There is no sparkling crown you wear or dazzling robe you don. A saint is about who you are in relationship to God and your neighbors. It is not about being perfect, or saintly in the purest sense. It is about being faithful.
During the “Children’s Moment” last Sunday, one of our parishioners had agreed to dust off his clarinet and lead the congregation in a rousing rendition of “O When the Saints Come Marching In.”
He explained — as he put his clarinet together — that this song was played in New Orleans for the funeral march to the cemetery. People would dance and sing along as the instrumentalist played the song over and over again. I loved what he said about the condition of the mourners’ hearts as they marched their loved one to their final resting place. He said their hearts were happily sad — happy because their dear saint had made their way home to God, sad because they will be missed dearly.
As the clarinetist marched the children around the sanctuary, the choir fell into step, and then members of the congregation joined the procession. As these saints clapped and sang and marched, I was reminded of the power and strength of being in a community of faith. I was remembering all the funerals that I had performed over the last 11 years. I could see the faces of all those saints who had made their way home to God. I realized that their ministry had laid the foundation of our ministry in 2015.
I think it is important for us to remember those loved ones who have gone before us, those special people who have paved the way for our lives to be richer and fuller. I think it is also important for us to recognize that we need to be there for others in our community.
We all need to be saints in the broadest understanding of the word.

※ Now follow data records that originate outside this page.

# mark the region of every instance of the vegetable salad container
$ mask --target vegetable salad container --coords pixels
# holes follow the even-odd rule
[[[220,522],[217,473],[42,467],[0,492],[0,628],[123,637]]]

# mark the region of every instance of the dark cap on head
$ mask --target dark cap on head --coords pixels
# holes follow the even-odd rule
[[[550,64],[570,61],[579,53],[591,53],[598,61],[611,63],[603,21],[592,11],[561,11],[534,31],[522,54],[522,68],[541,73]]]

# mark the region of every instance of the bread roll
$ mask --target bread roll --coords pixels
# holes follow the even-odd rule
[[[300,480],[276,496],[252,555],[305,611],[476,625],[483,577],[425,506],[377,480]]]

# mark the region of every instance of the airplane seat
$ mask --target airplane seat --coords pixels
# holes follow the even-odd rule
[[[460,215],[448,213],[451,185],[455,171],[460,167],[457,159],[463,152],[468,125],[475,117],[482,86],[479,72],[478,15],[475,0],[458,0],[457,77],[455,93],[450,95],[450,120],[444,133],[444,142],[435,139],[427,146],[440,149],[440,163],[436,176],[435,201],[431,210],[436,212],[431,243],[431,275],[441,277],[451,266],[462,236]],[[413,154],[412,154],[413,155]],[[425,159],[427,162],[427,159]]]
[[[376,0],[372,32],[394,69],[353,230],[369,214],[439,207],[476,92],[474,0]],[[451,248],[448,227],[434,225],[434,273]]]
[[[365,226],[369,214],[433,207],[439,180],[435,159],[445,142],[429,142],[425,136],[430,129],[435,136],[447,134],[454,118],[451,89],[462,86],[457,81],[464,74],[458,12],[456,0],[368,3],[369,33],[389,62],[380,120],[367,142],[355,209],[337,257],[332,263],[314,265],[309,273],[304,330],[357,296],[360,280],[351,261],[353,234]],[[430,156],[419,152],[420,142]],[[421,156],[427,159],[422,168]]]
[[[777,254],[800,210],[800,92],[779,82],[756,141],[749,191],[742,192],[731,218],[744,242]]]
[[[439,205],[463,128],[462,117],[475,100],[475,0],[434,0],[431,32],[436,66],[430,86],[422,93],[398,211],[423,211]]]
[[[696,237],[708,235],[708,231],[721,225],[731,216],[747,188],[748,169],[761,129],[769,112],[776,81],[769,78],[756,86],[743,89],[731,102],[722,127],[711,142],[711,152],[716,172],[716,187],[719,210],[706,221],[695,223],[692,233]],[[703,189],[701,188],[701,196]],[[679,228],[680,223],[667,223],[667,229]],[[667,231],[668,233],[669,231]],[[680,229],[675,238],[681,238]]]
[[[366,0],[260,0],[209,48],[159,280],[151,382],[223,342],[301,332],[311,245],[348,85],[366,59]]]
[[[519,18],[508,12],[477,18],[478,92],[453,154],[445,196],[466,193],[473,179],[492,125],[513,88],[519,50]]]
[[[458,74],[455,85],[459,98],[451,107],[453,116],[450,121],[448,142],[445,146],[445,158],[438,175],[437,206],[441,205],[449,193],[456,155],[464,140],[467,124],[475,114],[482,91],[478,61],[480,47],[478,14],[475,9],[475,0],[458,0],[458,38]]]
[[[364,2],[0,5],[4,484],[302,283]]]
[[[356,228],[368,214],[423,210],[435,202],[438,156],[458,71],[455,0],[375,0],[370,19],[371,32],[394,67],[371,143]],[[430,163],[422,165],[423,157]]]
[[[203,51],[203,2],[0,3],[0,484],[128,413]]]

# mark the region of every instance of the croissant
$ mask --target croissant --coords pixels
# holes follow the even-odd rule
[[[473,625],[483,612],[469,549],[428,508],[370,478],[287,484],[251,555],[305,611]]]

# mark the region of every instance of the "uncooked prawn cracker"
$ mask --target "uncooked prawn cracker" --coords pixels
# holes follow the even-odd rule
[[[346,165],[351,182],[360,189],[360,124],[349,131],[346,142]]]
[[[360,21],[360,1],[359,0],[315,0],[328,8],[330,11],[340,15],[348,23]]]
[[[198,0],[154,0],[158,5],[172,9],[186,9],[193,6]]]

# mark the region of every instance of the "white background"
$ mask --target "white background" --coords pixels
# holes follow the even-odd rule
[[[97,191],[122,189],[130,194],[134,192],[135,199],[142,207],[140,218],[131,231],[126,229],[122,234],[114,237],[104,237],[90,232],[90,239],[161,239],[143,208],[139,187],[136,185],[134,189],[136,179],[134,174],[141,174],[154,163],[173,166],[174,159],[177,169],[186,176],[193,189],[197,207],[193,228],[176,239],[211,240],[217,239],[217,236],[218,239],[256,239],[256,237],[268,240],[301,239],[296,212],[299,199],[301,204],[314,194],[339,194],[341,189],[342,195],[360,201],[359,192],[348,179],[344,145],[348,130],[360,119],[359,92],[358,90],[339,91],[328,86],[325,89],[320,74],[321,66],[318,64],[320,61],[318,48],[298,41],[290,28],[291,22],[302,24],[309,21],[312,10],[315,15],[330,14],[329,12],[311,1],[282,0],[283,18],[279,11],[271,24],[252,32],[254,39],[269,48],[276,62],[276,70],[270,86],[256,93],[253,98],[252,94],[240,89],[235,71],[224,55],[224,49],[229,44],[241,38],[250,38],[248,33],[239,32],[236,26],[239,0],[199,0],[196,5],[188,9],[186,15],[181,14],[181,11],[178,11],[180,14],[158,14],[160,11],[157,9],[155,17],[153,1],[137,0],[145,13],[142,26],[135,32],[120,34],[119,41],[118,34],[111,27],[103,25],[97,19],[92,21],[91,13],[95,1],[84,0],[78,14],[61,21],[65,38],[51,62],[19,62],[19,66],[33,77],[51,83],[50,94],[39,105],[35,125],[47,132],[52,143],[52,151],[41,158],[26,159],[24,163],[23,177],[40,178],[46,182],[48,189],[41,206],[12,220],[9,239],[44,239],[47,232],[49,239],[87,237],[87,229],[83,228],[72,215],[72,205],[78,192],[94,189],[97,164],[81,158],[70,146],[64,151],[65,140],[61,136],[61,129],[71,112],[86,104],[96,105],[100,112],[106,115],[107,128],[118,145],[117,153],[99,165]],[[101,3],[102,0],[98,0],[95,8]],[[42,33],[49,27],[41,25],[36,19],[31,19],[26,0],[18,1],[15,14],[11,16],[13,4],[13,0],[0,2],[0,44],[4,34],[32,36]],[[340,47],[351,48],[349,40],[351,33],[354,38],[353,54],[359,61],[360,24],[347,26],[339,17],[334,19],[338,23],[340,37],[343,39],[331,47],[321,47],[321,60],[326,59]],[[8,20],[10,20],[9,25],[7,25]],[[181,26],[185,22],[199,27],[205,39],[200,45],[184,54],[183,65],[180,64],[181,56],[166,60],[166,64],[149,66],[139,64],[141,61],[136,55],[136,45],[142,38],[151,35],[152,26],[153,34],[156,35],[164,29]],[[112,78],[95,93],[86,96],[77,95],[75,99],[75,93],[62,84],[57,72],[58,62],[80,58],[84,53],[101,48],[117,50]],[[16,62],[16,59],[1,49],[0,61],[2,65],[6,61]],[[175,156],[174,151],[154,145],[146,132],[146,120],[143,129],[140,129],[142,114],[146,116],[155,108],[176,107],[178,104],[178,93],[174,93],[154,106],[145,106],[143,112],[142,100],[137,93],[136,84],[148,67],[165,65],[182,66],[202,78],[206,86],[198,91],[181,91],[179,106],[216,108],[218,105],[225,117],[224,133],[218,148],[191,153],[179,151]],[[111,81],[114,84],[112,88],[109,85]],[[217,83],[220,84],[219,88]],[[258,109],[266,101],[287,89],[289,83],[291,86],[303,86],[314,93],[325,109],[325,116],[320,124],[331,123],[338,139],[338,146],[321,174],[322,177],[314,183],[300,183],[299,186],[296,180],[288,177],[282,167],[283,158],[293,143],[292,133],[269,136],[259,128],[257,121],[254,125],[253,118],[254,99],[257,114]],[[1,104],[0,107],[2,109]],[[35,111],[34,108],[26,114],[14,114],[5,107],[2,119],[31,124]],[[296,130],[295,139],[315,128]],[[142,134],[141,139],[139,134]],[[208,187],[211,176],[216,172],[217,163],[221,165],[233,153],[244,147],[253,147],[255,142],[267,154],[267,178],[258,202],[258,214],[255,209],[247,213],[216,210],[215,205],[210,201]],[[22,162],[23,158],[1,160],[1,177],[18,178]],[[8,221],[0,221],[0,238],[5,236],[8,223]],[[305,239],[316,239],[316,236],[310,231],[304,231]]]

No one should sleep in a cold field at night. Food is so plentiful, why should anyone in our community go hungry? We have great schools in Delaware and the surrounding area. We have an excellent university and community college right here. Why are we not building up those students who are struggling? Each one of us has the ability to mentor a young person who is feeling lost.
It’s time for each of us to recognize our role as members of this community. Like a strong church, a strong community needs to move and dance together, picking up those who have fallen and guiding them to places of security and success. As a saint among many in our church and this community, I believe that God’s call to us is to be there for our neighbors, known and unknown. By doing so, we will strengthen our lives together.
The Rev. Deb Patterson has been the pastor of the First Presbyterian Church in Delaware for 11 years.